Die hieraus resultierenden gestiegene Anforderungen an die Interpretation dieser Protokolle und Formate, hat zur Entwicklung von universellen Übersetzern (Universal Bridge) geführt. In der aktuellen Debatte dreht sich alles um die Frage, ob solche universellen Bridges die Funktionen von reinen Konferenzservern übernehmen werden. Für den Anwender liegt der Vorteil im Aufbau von Protokollstandards und Medienformaten unabhängigen Verbindungen.
Audiotechnologische Fortschritte
Die Anwendung der Übertragungstechnik HD-Voice bei der Videokommunikation führt zu einem natürlicheren Klang und einer insgesamt besseren Verständlichkeit. Die Nutzungsmöglichkeiten liegen im Spektrum von 7 kHz für einfache Geräte, was der niedrigsten HD-Voice-Stufe entspricht, bis hin zu leistungsfähigen Geräten, die im Bereich von 14 kHz und sogar 20-22 kHz angesiedelt sind.
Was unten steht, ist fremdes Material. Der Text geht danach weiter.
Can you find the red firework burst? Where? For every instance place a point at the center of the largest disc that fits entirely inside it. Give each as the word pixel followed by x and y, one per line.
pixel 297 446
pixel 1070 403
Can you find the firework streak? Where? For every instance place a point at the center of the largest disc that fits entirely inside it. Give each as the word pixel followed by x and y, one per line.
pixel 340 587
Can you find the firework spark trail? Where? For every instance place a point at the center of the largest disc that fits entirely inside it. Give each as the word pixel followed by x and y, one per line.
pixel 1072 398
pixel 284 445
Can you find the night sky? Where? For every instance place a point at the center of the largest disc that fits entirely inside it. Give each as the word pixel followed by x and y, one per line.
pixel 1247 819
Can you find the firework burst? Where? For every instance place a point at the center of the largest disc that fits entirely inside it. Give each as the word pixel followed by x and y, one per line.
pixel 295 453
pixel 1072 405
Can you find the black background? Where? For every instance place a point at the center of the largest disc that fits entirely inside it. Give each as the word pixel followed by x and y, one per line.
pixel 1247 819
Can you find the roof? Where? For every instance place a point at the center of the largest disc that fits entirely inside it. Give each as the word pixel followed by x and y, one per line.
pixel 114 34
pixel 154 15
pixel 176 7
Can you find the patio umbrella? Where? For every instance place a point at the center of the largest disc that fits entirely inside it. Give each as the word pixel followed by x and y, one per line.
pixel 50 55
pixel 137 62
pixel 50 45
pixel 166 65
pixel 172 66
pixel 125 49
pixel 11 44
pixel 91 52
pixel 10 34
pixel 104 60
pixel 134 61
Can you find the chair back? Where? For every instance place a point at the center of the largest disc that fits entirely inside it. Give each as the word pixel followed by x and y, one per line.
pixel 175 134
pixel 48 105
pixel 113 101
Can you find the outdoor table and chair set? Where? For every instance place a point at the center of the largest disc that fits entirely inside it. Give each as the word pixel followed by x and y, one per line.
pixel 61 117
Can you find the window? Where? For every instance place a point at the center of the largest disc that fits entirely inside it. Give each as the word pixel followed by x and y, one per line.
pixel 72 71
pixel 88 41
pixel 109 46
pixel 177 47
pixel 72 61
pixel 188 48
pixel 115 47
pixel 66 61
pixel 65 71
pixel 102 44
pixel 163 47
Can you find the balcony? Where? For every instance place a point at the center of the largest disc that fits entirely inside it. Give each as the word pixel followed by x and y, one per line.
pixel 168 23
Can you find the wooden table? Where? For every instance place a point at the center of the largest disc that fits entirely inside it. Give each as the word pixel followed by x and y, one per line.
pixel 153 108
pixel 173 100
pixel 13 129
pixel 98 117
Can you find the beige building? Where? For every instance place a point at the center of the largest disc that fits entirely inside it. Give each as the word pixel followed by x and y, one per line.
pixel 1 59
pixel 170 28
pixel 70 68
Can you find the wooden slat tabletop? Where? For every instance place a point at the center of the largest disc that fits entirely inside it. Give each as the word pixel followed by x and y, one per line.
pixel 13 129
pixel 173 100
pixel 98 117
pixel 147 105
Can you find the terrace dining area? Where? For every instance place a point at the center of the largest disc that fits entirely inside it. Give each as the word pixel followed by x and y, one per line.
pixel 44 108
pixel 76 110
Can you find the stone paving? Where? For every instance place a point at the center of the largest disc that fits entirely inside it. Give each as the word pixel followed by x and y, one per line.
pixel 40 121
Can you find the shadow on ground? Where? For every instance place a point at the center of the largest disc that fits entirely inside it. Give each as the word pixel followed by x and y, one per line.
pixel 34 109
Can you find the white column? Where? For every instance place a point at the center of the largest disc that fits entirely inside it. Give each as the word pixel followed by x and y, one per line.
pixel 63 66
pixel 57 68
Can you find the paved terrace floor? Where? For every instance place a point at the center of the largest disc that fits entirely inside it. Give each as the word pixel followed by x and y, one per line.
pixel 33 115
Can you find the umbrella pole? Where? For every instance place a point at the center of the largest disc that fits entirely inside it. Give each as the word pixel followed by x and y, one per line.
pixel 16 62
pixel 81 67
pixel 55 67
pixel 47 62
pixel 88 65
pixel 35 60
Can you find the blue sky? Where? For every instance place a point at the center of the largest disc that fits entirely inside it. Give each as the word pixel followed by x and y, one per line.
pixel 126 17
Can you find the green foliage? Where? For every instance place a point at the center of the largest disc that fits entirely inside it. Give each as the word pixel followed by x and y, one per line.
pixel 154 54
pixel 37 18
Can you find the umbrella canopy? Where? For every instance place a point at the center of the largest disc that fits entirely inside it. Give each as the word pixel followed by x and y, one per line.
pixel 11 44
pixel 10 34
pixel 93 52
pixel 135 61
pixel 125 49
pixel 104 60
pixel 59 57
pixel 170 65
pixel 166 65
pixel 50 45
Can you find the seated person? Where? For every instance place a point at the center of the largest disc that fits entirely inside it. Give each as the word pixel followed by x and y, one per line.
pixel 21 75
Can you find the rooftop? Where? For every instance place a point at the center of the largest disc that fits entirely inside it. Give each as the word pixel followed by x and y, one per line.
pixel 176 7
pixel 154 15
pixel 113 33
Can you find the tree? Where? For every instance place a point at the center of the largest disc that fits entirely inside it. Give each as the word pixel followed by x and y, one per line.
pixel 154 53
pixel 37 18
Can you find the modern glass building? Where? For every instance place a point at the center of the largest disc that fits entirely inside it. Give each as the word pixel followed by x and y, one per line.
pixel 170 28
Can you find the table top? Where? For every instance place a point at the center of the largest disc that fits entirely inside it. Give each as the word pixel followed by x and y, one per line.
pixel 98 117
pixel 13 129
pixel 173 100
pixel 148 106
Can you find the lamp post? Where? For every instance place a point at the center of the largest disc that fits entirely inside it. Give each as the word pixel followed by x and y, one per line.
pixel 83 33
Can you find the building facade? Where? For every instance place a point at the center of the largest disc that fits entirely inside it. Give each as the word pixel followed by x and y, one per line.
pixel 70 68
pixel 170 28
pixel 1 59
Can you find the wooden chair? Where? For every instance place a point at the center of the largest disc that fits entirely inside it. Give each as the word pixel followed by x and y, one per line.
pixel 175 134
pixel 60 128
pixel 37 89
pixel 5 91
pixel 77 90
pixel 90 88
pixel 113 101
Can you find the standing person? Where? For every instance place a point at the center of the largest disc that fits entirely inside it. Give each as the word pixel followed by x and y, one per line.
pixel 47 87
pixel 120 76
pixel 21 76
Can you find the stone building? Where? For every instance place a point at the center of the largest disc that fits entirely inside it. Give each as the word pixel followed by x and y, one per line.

Weiterentwicklungen im Telepresence-Bereich machen es möglich den jeweiligen Sprecher mit Stereo- oder mehreren Mono-Audioverbindungen genau zu identifizieren. Manche Systeme erlauben es sogar, dass sich die Person frei im Raum bewegt und weiterhin erkannt wird. Dadurch müssen auch alle Bewegungen exakt über Audio nachvollziehbar sein. Der Schlüssel hierzu ist eine möglichst exakte Synchronisierung von Bild und Ton.
Fazit
Die Integration von Visual-Collaboration ist oft geschäftsspezifisch und zielt somit auf ganz bestimmte Anwendungsfälle innerhalb eines Unternehmens ab. Die komplexe Interaktion von Hard- und Softwaremodulen unterschiedlicher Anbieter muss in entsprechender Weise gestaltet, bereitgestellt und konfiguriert werden, um die richtige Funktionalität im Hinblick auf die Anforderungen des Unternehmens zu erhalten. Sicherzustellen, dass das Unternehmensnetzwerk den Datenverkehr einer Videokonferenz richtig unterstützt, ist außerdem entscheidend für eine erfolgreiche Bereitstellung.